Le professeur à l’Université d’Ottawa est très critique du travail de la journaliste Josée Dupuis. Son rapport a été présenté devant le tribunal dans le cadre d’une poursuite en diffamation de 42 policiers contre la société d’État, en lien avec le reportage “Abus de la SQ: des femmes brisent le silence”, diffusé à l’émission “Enquête” en 2015.
Des témoignages non corroborés
La journaliste donnait la parole à des femmes autochtones de Val-d’Or, en Abitibi, qui affirmaient avoir été victimes de violences physiques et sexuelles par des policiers. Cela avait suscité une vive réaction, poussant même le gouvernement à créer la commission Viens sur les relations entre les Autochtones et les services publics.
Cependant, le reportage enfreint plusieurs normes de la déontologie du journalisme, détaille Marc-François Bernier dans son rapport de 90 pages. Entre autres, «de nombreuses allégations sont diffusées sans corroboration, sans même entreprendre une démarche de corroboration», constate-t-il.

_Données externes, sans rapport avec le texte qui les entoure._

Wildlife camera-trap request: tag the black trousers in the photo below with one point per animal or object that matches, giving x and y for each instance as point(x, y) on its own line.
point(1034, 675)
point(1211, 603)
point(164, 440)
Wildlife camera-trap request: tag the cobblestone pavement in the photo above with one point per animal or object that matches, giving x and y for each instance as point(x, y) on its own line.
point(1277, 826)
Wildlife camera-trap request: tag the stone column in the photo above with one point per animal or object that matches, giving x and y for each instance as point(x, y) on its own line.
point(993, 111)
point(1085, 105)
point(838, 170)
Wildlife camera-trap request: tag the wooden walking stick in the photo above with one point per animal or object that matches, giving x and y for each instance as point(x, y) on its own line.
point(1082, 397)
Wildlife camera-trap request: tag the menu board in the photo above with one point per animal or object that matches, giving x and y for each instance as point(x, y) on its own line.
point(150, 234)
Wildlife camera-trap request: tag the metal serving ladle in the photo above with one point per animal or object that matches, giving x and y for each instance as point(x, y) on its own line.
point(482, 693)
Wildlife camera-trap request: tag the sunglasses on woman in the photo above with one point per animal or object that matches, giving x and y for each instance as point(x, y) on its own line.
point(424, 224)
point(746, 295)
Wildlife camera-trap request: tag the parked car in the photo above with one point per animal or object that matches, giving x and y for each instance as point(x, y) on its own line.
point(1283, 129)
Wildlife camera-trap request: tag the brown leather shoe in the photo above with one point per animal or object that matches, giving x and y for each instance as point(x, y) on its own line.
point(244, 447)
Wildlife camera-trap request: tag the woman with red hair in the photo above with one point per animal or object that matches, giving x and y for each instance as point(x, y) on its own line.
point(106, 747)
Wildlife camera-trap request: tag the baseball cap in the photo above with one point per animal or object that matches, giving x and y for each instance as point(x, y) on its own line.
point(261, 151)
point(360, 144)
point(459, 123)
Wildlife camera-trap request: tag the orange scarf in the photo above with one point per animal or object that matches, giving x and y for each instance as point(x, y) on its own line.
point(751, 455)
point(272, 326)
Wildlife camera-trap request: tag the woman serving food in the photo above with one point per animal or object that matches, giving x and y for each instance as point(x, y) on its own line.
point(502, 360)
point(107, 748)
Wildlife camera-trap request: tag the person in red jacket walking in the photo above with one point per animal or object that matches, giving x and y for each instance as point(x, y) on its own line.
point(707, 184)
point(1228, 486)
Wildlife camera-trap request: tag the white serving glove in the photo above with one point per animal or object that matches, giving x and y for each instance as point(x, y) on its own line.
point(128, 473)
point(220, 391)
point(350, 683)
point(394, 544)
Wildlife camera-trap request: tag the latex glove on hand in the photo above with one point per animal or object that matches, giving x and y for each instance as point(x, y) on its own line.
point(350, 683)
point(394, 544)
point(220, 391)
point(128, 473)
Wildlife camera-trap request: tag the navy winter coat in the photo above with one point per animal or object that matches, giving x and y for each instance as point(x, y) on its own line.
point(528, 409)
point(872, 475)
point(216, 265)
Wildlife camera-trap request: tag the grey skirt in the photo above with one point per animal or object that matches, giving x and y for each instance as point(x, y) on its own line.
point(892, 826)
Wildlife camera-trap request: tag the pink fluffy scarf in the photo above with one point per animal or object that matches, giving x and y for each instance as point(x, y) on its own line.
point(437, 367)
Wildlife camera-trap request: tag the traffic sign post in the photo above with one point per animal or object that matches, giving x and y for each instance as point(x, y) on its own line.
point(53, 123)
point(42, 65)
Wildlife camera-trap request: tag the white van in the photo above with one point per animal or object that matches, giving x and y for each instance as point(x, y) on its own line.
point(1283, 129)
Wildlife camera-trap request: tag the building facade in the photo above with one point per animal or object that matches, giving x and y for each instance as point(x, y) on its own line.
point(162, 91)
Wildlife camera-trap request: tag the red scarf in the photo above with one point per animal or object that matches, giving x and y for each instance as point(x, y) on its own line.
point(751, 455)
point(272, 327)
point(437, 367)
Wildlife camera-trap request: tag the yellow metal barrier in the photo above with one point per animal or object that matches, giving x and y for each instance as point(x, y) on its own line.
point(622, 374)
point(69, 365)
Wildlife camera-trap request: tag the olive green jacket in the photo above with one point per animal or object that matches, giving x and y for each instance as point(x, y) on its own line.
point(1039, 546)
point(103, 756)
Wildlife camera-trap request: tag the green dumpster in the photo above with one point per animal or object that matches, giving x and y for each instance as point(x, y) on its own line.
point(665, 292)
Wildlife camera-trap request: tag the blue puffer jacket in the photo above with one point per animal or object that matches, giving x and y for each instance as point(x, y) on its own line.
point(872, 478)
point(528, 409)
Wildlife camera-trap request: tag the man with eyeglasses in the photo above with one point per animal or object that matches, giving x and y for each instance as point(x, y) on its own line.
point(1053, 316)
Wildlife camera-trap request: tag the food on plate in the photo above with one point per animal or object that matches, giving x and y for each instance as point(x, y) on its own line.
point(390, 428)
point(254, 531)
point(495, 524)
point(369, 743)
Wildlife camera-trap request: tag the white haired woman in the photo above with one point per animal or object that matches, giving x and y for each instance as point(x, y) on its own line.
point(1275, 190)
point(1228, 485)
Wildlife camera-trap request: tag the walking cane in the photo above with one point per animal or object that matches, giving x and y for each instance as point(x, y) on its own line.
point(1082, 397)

«Lorsqu’il s’agit d’allégations graves, ici de nature criminelle, a déclaré M. Bernier en faisant référence aux présumés abus sexuels, il est nécessaire de vérifier autant que possible leur véracité.»
L’expert mentionne également le cas de Priscillia Papatie, qui a raconté avoir été abandonnée dans un stationnement de Walmart en pleine nuit par des policiers ayant détruit son téléphone portable. Cependant, elle a donné une version contradictoire de cet événement, que l’on peut entendre dans des extraits non utilisés lors du montage, révèle le rapport.
«La journaliste n’a pas cherché à vérifier quelle de ces versions était véridique», écrit M. Bernier. Il a précisé, lors de son témoignage, «qu’on disposait de pistes pour vérifier la vérité, mais nous ne les avons pas exploitées».
Un titre sensationnaliste
Le chercheur universitaire estime également que «en choisissant un titre trompeur et sensationnaliste, l’équipe d’Enquête et Radio-Canada ont enfreint la règle» de la rigueur et de l’exactitude.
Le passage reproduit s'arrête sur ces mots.